Approved Proposals FY06

Why Sequence Three Acidovorax Species?

Intimate interactions between bacteria and eukaryotes have influenced the course of organismal evolution and ecological distribution. While ubiquitous, there is generally little understanding of the physiological basis of such associations, particularly when they are nonpathogenic in nature (symbiotic). Earthworms of the family Lumbricidae harbor novel symbiotic betaproteobacteria within their nephridia (excretory organ). Few symbiotic betaprotebacteria have been reported, and no other beneficial bacteria are described that specifically colonize the excretory organs of animals. To better understand the physiological and evolutionary dimensions of this symbiosis, JGI will sequence the genome of the isolated Acidovorax symbiont, and the genomes of two additional species within the genus: the plant pathogen A. avenae subsp. citrulli, and the nitroaromatic compound-degrader Acidovorax sp. JS42. Comparison of genomes from representatives of this single phylogenetic group will provide a genomic perspective on genetic and metabolic features that characterize these very divergent lifestyles–symbiotic, pathogenic, and free living. In addition to contributing to our understanding of the earthworm symbiosis, this information should extend general understanding of the adaptive radiation of microorganisms and be of benefit to several scientific fields of economic and environmental importance.
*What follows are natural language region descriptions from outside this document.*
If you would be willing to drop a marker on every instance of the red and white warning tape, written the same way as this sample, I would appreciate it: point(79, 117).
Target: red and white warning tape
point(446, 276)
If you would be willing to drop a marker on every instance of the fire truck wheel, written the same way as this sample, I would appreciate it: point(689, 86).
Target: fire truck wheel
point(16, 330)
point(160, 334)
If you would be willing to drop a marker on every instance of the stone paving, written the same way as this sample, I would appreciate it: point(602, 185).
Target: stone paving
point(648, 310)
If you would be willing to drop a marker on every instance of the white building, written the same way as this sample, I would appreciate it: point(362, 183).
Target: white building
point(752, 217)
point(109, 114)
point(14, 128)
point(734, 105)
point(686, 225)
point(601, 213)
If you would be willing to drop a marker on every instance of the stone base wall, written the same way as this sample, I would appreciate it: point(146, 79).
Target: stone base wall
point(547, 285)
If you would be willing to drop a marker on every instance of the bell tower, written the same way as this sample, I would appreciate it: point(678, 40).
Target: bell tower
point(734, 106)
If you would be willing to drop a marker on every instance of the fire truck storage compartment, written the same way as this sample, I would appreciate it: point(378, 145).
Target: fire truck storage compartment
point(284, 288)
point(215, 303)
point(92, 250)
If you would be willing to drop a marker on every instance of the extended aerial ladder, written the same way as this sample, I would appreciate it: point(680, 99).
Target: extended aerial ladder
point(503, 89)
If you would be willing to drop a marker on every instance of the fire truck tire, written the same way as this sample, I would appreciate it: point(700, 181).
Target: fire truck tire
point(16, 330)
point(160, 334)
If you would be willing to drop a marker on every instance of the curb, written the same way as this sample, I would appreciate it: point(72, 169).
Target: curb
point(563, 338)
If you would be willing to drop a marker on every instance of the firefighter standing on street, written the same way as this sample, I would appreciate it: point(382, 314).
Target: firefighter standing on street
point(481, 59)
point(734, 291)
The availability of genomes from three Acidovorax species will provide an important comparative framework. The sequence of A. avenae subsp. citrulli should provide information about the character of the division between closely related symbiotic and pathogenic bacteria. The sequencing of Acidovorax sp. JS42 will provide information about the gene content of a free-living species with a catabolic capacity relevant to bioremediation of nitroaromatic-contaminated soils. Thus, the genome sequence data will be of interest to a broad group of investigators, immediately drawing together a diverse and interdisciplinary group of researchers that have explored different physiological and ecological dimensions of this genus, as well as those interested in the features of host/microbe interactions in general.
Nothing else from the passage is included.